Il faut cependant nuancer : Pande reconnaît que les essais cliniques restent coûteux malgré les progrès de l'IA. Le partage de données améliore la sélection des candidats médicaments en amont, mais ne supprime pas les contraintes réglementaires et humaines en aval. L'IA réduit le risque d'échec, elle ne l'élimine pas.
VZVC et le modèle d'investissement concentré : ce que cela révèle sur la maturité du secteur
Le choix de Vijay Pande de fonder VZVC avec une approche radicalement différente de celle d'a16z est lui-même un signal fort. Après avoir géré un portefeuille de 4 milliards de dollars avec des dizaines de paris simultanés, il opte désormais pour moins de 30 investissements par an, concentrés sur des thèses précises autour de l'IA native en biotech.

Ce changement de stratégie reflète une conviction : le secteur est entré dans une phase où la qualité de la thèse prime sur la diversification du risque. Quand la biologie était encore une science de découverte, multiplier les paris avait du sens - on ne savait pas d'où viendrait la prochaine percée. En 2026, avec des outils d'IA capables de modéliser des interactions biologiques complexes, il devient possible d'identifier avec plus de précision les domaines où l'ingénierie du vivant peut produire des résultats prévisibles.
Nous ne faisons pas 30 paris par an - Vijay Pande, VZVC
Pour les décideurs du secteur santé, ce signal a une implication directe : les partenaires financiers les plus sophistiqués vont devenir plus sélectifs. Les projets qui ne peuvent pas démontrer une intégration native de l'IA dans leur pipeline - pas seulement comme outil périphérique, mais comme coeur de la proposition de valeur - auront plus de mal à attirer des capitaux de qualité.

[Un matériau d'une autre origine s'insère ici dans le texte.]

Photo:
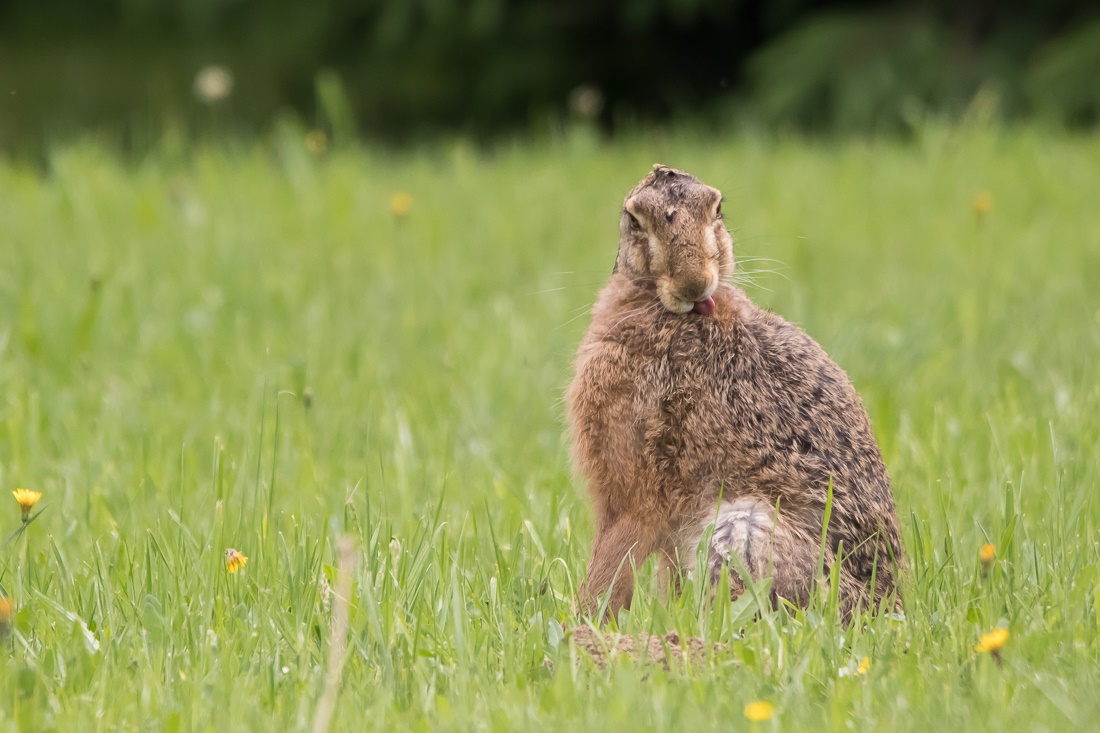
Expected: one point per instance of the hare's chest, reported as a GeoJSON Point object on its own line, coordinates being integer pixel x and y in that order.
{"type": "Point", "coordinates": [638, 409]}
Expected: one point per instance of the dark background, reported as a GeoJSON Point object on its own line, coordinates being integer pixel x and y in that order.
{"type": "Point", "coordinates": [408, 69]}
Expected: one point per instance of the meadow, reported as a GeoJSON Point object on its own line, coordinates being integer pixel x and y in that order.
{"type": "Point", "coordinates": [257, 347]}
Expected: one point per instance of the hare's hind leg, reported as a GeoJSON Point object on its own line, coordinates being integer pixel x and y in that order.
{"type": "Point", "coordinates": [750, 536]}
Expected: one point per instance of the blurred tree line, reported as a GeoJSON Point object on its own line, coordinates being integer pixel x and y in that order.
{"type": "Point", "coordinates": [400, 68]}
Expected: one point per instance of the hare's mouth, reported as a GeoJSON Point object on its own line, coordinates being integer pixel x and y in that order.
{"type": "Point", "coordinates": [704, 307]}
{"type": "Point", "coordinates": [701, 303]}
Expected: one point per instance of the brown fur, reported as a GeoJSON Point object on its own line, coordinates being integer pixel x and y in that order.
{"type": "Point", "coordinates": [738, 418]}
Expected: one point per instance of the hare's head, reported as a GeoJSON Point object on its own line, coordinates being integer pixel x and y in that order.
{"type": "Point", "coordinates": [672, 234]}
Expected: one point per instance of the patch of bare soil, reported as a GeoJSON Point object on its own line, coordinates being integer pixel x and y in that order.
{"type": "Point", "coordinates": [668, 651]}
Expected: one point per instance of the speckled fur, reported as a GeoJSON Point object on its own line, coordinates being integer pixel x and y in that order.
{"type": "Point", "coordinates": [672, 413]}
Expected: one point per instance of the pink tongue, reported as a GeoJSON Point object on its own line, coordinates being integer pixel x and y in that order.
{"type": "Point", "coordinates": [704, 307]}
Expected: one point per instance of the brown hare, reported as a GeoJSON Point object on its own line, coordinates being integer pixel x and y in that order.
{"type": "Point", "coordinates": [692, 407]}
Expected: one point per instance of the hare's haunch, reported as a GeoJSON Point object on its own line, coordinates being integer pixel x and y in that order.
{"type": "Point", "coordinates": [691, 407]}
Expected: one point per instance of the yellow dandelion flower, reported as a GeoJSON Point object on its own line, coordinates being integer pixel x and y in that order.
{"type": "Point", "coordinates": [759, 711]}
{"type": "Point", "coordinates": [234, 560]}
{"type": "Point", "coordinates": [400, 204]}
{"type": "Point", "coordinates": [317, 142]}
{"type": "Point", "coordinates": [26, 501]}
{"type": "Point", "coordinates": [982, 203]}
{"type": "Point", "coordinates": [992, 642]}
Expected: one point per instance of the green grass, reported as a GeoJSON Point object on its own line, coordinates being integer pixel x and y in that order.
{"type": "Point", "coordinates": [163, 320]}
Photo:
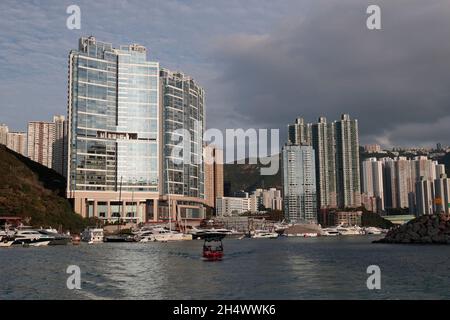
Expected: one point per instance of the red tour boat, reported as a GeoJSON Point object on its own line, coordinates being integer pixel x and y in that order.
{"type": "Point", "coordinates": [213, 247]}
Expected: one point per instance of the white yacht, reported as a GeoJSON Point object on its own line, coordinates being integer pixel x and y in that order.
{"type": "Point", "coordinates": [163, 235]}
{"type": "Point", "coordinates": [92, 235]}
{"type": "Point", "coordinates": [330, 232]}
{"type": "Point", "coordinates": [373, 230]}
{"type": "Point", "coordinates": [6, 242]}
{"type": "Point", "coordinates": [349, 231]}
{"type": "Point", "coordinates": [260, 234]}
{"type": "Point", "coordinates": [201, 233]}
{"type": "Point", "coordinates": [32, 238]}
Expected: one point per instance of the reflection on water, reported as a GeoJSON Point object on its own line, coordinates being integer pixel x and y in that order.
{"type": "Point", "coordinates": [285, 268]}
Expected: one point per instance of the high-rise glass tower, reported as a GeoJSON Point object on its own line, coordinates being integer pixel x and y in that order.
{"type": "Point", "coordinates": [299, 184]}
{"type": "Point", "coordinates": [184, 123]}
{"type": "Point", "coordinates": [123, 119]}
{"type": "Point", "coordinates": [113, 129]}
{"type": "Point", "coordinates": [347, 162]}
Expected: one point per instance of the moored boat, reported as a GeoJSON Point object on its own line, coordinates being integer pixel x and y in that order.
{"type": "Point", "coordinates": [32, 238]}
{"type": "Point", "coordinates": [261, 234]}
{"type": "Point", "coordinates": [92, 235]}
{"type": "Point", "coordinates": [59, 238]}
{"type": "Point", "coordinates": [6, 242]}
{"type": "Point", "coordinates": [213, 247]}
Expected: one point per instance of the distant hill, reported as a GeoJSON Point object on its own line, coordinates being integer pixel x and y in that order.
{"type": "Point", "coordinates": [30, 190]}
{"type": "Point", "coordinates": [248, 176]}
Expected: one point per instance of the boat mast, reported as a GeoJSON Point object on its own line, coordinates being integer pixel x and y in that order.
{"type": "Point", "coordinates": [120, 203]}
{"type": "Point", "coordinates": [168, 195]}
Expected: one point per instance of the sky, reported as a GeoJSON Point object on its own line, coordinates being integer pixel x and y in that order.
{"type": "Point", "coordinates": [262, 62]}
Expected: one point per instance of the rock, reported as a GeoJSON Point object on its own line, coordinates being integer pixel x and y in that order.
{"type": "Point", "coordinates": [425, 229]}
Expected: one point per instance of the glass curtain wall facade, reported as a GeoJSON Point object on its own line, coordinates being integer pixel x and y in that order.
{"type": "Point", "coordinates": [113, 115]}
{"type": "Point", "coordinates": [113, 120]}
{"type": "Point", "coordinates": [183, 127]}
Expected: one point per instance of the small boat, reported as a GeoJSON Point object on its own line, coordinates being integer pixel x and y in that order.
{"type": "Point", "coordinates": [348, 231]}
{"type": "Point", "coordinates": [32, 238]}
{"type": "Point", "coordinates": [303, 235]}
{"type": "Point", "coordinates": [6, 242]}
{"type": "Point", "coordinates": [329, 232]}
{"type": "Point", "coordinates": [261, 234]}
{"type": "Point", "coordinates": [373, 230]}
{"type": "Point", "coordinates": [59, 238]}
{"type": "Point", "coordinates": [213, 247]}
{"type": "Point", "coordinates": [161, 234]}
{"type": "Point", "coordinates": [119, 238]}
{"type": "Point", "coordinates": [76, 239]}
{"type": "Point", "coordinates": [202, 233]}
{"type": "Point", "coordinates": [92, 235]}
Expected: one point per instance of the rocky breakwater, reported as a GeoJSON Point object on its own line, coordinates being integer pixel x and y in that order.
{"type": "Point", "coordinates": [426, 229]}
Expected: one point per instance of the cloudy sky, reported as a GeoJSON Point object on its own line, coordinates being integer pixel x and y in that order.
{"type": "Point", "coordinates": [262, 62]}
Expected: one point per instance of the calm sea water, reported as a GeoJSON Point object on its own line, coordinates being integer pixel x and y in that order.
{"type": "Point", "coordinates": [284, 268]}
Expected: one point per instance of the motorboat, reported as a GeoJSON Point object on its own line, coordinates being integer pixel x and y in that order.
{"type": "Point", "coordinates": [213, 247]}
{"type": "Point", "coordinates": [329, 232]}
{"type": "Point", "coordinates": [202, 233]}
{"type": "Point", "coordinates": [162, 235]}
{"type": "Point", "coordinates": [59, 238]}
{"type": "Point", "coordinates": [260, 234]}
{"type": "Point", "coordinates": [303, 235]}
{"type": "Point", "coordinates": [32, 238]}
{"type": "Point", "coordinates": [92, 235]}
{"type": "Point", "coordinates": [349, 231]}
{"type": "Point", "coordinates": [373, 230]}
{"type": "Point", "coordinates": [6, 241]}
{"type": "Point", "coordinates": [120, 238]}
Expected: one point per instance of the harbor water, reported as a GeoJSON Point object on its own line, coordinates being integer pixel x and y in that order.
{"type": "Point", "coordinates": [283, 268]}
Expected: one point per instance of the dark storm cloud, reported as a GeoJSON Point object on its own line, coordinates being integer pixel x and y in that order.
{"type": "Point", "coordinates": [326, 62]}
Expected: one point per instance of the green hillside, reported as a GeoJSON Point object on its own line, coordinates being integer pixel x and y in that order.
{"type": "Point", "coordinates": [248, 176]}
{"type": "Point", "coordinates": [35, 193]}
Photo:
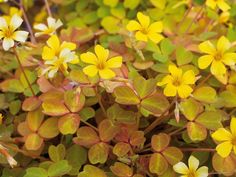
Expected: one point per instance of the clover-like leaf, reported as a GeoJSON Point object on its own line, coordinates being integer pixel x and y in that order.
{"type": "Point", "coordinates": [69, 123]}
{"type": "Point", "coordinates": [98, 153]}
{"type": "Point", "coordinates": [49, 128]}
{"type": "Point", "coordinates": [107, 130]}
{"type": "Point", "coordinates": [160, 142]}
{"type": "Point", "coordinates": [125, 95]}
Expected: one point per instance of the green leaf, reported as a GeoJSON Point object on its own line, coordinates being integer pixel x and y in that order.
{"type": "Point", "coordinates": [173, 155]}
{"type": "Point", "coordinates": [98, 153]}
{"type": "Point", "coordinates": [228, 99]}
{"type": "Point", "coordinates": [160, 141]}
{"type": "Point", "coordinates": [191, 108]}
{"type": "Point", "coordinates": [210, 119]}
{"type": "Point", "coordinates": [36, 172]}
{"type": "Point", "coordinates": [146, 88]}
{"type": "Point", "coordinates": [57, 153]}
{"type": "Point", "coordinates": [167, 47]}
{"type": "Point", "coordinates": [117, 114]}
{"type": "Point", "coordinates": [183, 56]}
{"type": "Point", "coordinates": [196, 132]}
{"type": "Point", "coordinates": [205, 94]}
{"type": "Point", "coordinates": [76, 156]}
{"type": "Point", "coordinates": [59, 168]}
{"type": "Point", "coordinates": [125, 95]}
{"type": "Point", "coordinates": [156, 104]}
{"type": "Point", "coordinates": [131, 4]}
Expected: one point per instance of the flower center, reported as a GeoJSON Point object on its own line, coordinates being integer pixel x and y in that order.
{"type": "Point", "coordinates": [101, 65]}
{"type": "Point", "coordinates": [177, 82]}
{"type": "Point", "coordinates": [8, 33]}
{"type": "Point", "coordinates": [191, 173]}
{"type": "Point", "coordinates": [218, 56]}
{"type": "Point", "coordinates": [144, 30]}
{"type": "Point", "coordinates": [234, 141]}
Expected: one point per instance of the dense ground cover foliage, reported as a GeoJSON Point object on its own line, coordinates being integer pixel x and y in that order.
{"type": "Point", "coordinates": [126, 88]}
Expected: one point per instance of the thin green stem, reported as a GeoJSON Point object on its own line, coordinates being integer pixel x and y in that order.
{"type": "Point", "coordinates": [23, 71]}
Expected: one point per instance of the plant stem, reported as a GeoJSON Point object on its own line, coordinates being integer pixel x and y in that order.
{"type": "Point", "coordinates": [48, 8]}
{"type": "Point", "coordinates": [32, 38]}
{"type": "Point", "coordinates": [23, 71]}
{"type": "Point", "coordinates": [197, 149]}
{"type": "Point", "coordinates": [159, 120]}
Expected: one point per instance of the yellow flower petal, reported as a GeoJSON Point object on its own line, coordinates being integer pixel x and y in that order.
{"type": "Point", "coordinates": [233, 126]}
{"type": "Point", "coordinates": [167, 79]}
{"type": "Point", "coordinates": [114, 62]}
{"type": "Point", "coordinates": [175, 71]}
{"type": "Point", "coordinates": [3, 23]}
{"type": "Point", "coordinates": [181, 168]}
{"type": "Point", "coordinates": [69, 45]}
{"type": "Point", "coordinates": [156, 27]}
{"type": "Point", "coordinates": [106, 74]}
{"type": "Point", "coordinates": [207, 47]}
{"type": "Point", "coordinates": [205, 61]}
{"type": "Point", "coordinates": [141, 37]}
{"type": "Point", "coordinates": [224, 149]}
{"type": "Point", "coordinates": [189, 77]}
{"type": "Point", "coordinates": [101, 52]}
{"type": "Point", "coordinates": [223, 5]}
{"type": "Point", "coordinates": [89, 57]}
{"type": "Point", "coordinates": [133, 26]}
{"type": "Point", "coordinates": [193, 163]}
{"type": "Point", "coordinates": [155, 37]}
{"type": "Point", "coordinates": [211, 4]}
{"type": "Point", "coordinates": [90, 70]}
{"type": "Point", "coordinates": [223, 44]}
{"type": "Point", "coordinates": [202, 172]}
{"type": "Point", "coordinates": [143, 19]}
{"type": "Point", "coordinates": [15, 22]}
{"type": "Point", "coordinates": [48, 53]}
{"type": "Point", "coordinates": [53, 42]}
{"type": "Point", "coordinates": [184, 91]}
{"type": "Point", "coordinates": [218, 68]}
{"type": "Point", "coordinates": [222, 135]}
{"type": "Point", "coordinates": [170, 90]}
{"type": "Point", "coordinates": [229, 58]}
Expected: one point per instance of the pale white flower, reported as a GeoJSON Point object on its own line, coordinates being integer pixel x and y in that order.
{"type": "Point", "coordinates": [9, 32]}
{"type": "Point", "coordinates": [192, 170]}
{"type": "Point", "coordinates": [50, 28]}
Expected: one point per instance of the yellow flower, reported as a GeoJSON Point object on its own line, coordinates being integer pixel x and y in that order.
{"type": "Point", "coordinates": [57, 56]}
{"type": "Point", "coordinates": [145, 30]}
{"type": "Point", "coordinates": [54, 47]}
{"type": "Point", "coordinates": [9, 33]}
{"type": "Point", "coordinates": [220, 3]}
{"type": "Point", "coordinates": [227, 139]}
{"type": "Point", "coordinates": [178, 82]}
{"type": "Point", "coordinates": [218, 56]}
{"type": "Point", "coordinates": [53, 25]}
{"type": "Point", "coordinates": [100, 63]}
{"type": "Point", "coordinates": [192, 170]}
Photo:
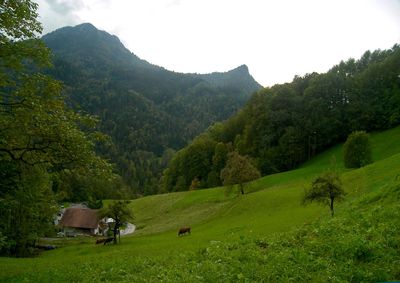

En résumé, 2026 ne marque pas seulement un tournant technologique. C'est un tournant épistémologique : la façon dont on pense la biologie, dont on finance l'innovation médicale et dont on structure les données de santé est en train de changer de fond en comble. Les organisations qui l'ont compris dès 2025 ont une longueur d'avance. Celles qui l'intègrent maintenant ont encore une fenêtre d'opportunité. Les autres risquent de se retrouver structurellement en retard dans une discipline qui, désormais, s'ingénierise à grande vitesse.